The IRS publishes data on our tax returns each year. A few months ago they published figures for 2012 income tax returns. You can find data for several years’ returns at www. irs.gov. Search the term ”tax return statistics”.

The IRS reports that 145 million tax returns were filed in the tax year 2012 reporting $9.1 trillion of adjusted gross income with total income tax at greater than $1 trillion! Total income tax increased by 13.7% from the previous year. To be included in the top 1% of taxpayers by adjusted gross income (not taxable income) in 2012 required an adjusted gross income of $434,682. The top 3% of adjusted gross income tax returns accounted for more than half (51.7%) of the total income tax paid for 2012.

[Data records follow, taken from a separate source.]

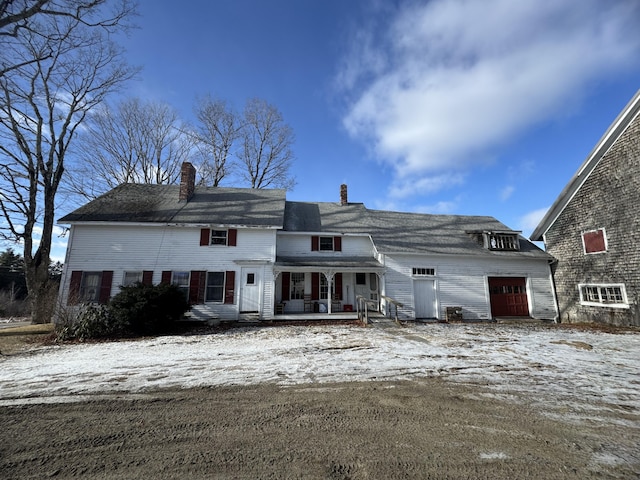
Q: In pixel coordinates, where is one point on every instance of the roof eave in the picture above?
(612, 134)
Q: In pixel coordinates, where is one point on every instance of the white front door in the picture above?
(251, 285)
(424, 297)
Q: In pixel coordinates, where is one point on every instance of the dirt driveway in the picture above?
(445, 427)
(420, 429)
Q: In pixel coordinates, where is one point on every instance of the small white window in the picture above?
(326, 244)
(90, 287)
(218, 237)
(131, 278)
(503, 241)
(181, 280)
(297, 286)
(604, 295)
(423, 272)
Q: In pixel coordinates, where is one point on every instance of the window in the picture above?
(215, 287)
(297, 286)
(218, 237)
(131, 278)
(324, 287)
(326, 244)
(226, 237)
(181, 280)
(422, 272)
(604, 295)
(594, 241)
(503, 241)
(90, 287)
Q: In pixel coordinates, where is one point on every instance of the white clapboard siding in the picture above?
(296, 245)
(160, 248)
(463, 282)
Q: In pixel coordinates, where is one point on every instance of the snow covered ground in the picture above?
(581, 370)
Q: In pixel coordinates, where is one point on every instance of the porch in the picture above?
(315, 287)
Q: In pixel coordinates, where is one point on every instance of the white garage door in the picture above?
(424, 295)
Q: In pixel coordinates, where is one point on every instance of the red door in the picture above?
(508, 297)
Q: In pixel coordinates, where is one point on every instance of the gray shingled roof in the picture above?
(392, 232)
(400, 232)
(140, 203)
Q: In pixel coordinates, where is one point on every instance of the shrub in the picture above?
(92, 321)
(148, 309)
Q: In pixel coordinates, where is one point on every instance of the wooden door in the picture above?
(508, 297)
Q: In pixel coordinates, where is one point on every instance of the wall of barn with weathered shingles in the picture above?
(609, 199)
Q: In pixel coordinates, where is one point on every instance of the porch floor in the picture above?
(314, 316)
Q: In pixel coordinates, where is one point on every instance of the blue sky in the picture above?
(442, 106)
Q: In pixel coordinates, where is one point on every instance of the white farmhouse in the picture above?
(250, 253)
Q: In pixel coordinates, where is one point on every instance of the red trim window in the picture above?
(594, 241)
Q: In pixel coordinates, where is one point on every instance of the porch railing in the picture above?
(362, 308)
(391, 302)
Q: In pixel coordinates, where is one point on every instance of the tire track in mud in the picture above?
(419, 429)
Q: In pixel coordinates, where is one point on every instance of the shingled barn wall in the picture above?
(609, 199)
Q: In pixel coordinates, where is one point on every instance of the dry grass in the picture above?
(26, 337)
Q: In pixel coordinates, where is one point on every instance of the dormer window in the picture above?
(210, 236)
(326, 243)
(502, 241)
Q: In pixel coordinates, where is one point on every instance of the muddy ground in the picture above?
(427, 429)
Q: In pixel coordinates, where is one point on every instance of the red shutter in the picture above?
(229, 286)
(166, 276)
(315, 286)
(74, 287)
(196, 286)
(594, 241)
(105, 286)
(147, 277)
(205, 237)
(232, 237)
(337, 280)
(286, 283)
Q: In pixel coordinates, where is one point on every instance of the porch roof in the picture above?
(315, 263)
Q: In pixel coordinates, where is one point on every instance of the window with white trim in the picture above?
(604, 295)
(181, 280)
(131, 278)
(594, 241)
(296, 291)
(90, 287)
(324, 287)
(326, 244)
(423, 272)
(503, 241)
(218, 237)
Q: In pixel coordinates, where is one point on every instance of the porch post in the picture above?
(329, 276)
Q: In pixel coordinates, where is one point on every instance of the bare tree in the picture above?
(216, 133)
(67, 69)
(23, 17)
(135, 142)
(266, 146)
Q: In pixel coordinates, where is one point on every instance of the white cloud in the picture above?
(408, 186)
(447, 81)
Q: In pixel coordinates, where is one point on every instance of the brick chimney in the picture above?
(187, 181)
(343, 194)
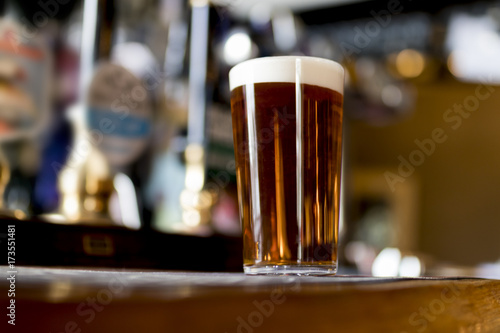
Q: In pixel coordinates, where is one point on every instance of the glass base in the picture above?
(309, 270)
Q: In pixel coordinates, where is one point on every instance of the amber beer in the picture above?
(287, 130)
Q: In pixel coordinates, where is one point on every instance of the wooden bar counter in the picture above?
(82, 300)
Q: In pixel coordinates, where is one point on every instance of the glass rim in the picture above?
(313, 70)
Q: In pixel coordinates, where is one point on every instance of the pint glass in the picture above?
(287, 131)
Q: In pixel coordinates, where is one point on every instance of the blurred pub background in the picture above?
(116, 139)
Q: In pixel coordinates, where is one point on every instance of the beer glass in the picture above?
(287, 131)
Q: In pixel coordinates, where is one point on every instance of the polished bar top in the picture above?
(85, 300)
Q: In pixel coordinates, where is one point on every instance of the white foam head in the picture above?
(307, 70)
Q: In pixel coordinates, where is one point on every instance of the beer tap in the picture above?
(196, 202)
(103, 129)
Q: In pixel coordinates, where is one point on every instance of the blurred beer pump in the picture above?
(196, 201)
(25, 80)
(112, 124)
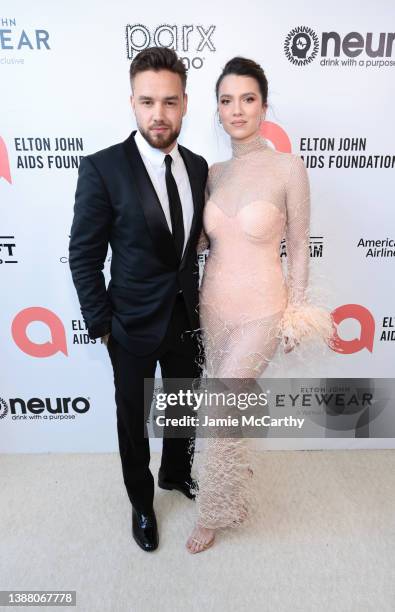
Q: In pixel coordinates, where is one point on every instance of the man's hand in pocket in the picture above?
(105, 339)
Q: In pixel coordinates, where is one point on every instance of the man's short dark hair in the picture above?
(158, 58)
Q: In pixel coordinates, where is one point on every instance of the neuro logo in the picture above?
(4, 162)
(56, 328)
(301, 45)
(366, 321)
(277, 136)
(3, 408)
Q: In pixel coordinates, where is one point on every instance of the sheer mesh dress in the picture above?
(247, 306)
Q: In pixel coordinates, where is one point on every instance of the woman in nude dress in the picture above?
(247, 307)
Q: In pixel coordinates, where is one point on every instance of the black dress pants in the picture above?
(178, 355)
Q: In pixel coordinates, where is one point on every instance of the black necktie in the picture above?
(177, 221)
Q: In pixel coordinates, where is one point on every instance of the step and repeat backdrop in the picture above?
(64, 93)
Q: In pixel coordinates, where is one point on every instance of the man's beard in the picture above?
(158, 140)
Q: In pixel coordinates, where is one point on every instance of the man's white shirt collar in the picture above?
(155, 156)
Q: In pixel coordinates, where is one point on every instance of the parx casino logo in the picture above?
(191, 40)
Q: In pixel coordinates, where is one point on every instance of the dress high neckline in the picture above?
(241, 149)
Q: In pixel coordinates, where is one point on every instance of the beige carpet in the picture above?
(324, 539)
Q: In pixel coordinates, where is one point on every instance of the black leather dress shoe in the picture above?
(145, 530)
(188, 487)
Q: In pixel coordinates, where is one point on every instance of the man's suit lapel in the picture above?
(197, 198)
(153, 211)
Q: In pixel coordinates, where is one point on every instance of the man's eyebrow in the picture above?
(248, 93)
(175, 97)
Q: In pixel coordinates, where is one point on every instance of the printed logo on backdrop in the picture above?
(301, 45)
(5, 171)
(18, 42)
(367, 329)
(55, 328)
(342, 152)
(38, 152)
(19, 331)
(44, 409)
(377, 248)
(3, 408)
(316, 247)
(373, 49)
(7, 250)
(195, 41)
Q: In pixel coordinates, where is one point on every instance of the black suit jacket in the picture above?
(116, 204)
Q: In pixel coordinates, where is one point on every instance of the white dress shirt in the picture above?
(154, 161)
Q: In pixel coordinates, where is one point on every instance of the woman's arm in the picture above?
(300, 320)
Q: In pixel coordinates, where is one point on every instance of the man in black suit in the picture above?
(145, 198)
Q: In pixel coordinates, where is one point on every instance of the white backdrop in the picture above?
(64, 75)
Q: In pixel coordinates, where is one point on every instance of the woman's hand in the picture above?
(288, 345)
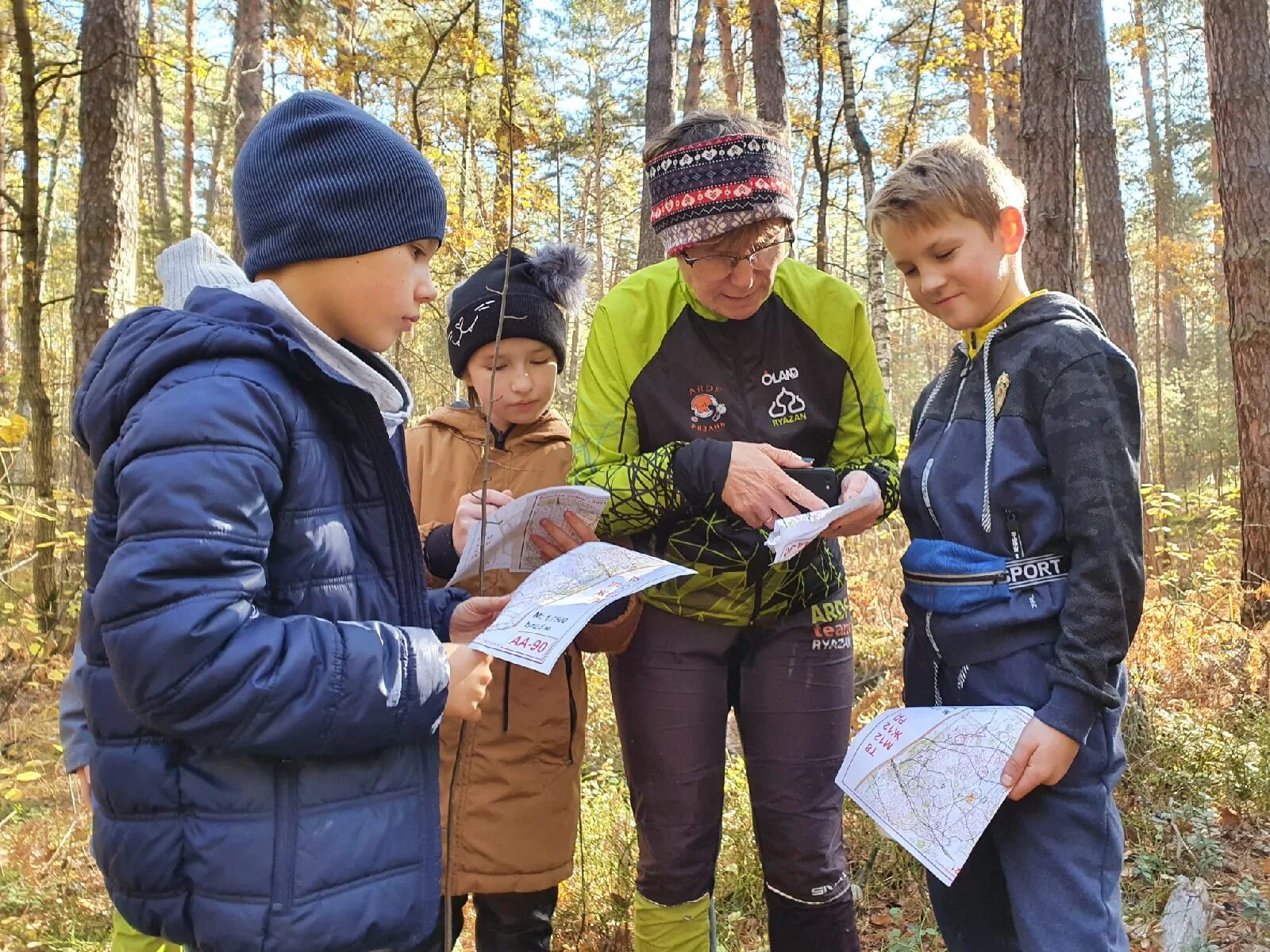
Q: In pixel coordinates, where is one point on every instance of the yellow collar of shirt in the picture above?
(975, 338)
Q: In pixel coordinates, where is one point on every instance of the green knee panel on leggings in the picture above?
(125, 939)
(687, 927)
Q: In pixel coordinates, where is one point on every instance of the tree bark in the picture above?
(1160, 178)
(106, 239)
(658, 108)
(1048, 135)
(1237, 40)
(976, 67)
(469, 155)
(723, 21)
(1175, 315)
(158, 140)
(251, 82)
(1005, 86)
(346, 33)
(876, 255)
(187, 178)
(32, 390)
(6, 51)
(1109, 253)
(768, 63)
(213, 197)
(696, 57)
(821, 156)
(507, 133)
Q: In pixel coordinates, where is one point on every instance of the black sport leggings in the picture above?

At the IRS website, you can view taxpayer average deductions grouped according to their adjusted gross income. For instance, folks in the $45,000 - $50,000 range deducted $3,427 of real estate taxes and $2,495 for charity. The $75,000 - $100,000 group claimed $3,514 and $3,098 respectively.

When looking at these figures remember that only about 33% of these returns elected to use “itemized deductions”. This means that the other 67% of returns used the “standard deduction” and are not included in these averages.

What was the largest deduction for returns with $75,000-100,000 of adjusted gross income? Deductions for mortgage interest head the list at 36% of all deductions. Deductions for taxes came in second at 34%. Contributions accounted for 12% and medical deductions were 6%. If you check these out, be wary! These are only averages. You can’t say that you will claim the “standard” or “average” amount in the charitable deduction category. You should claim what your records show.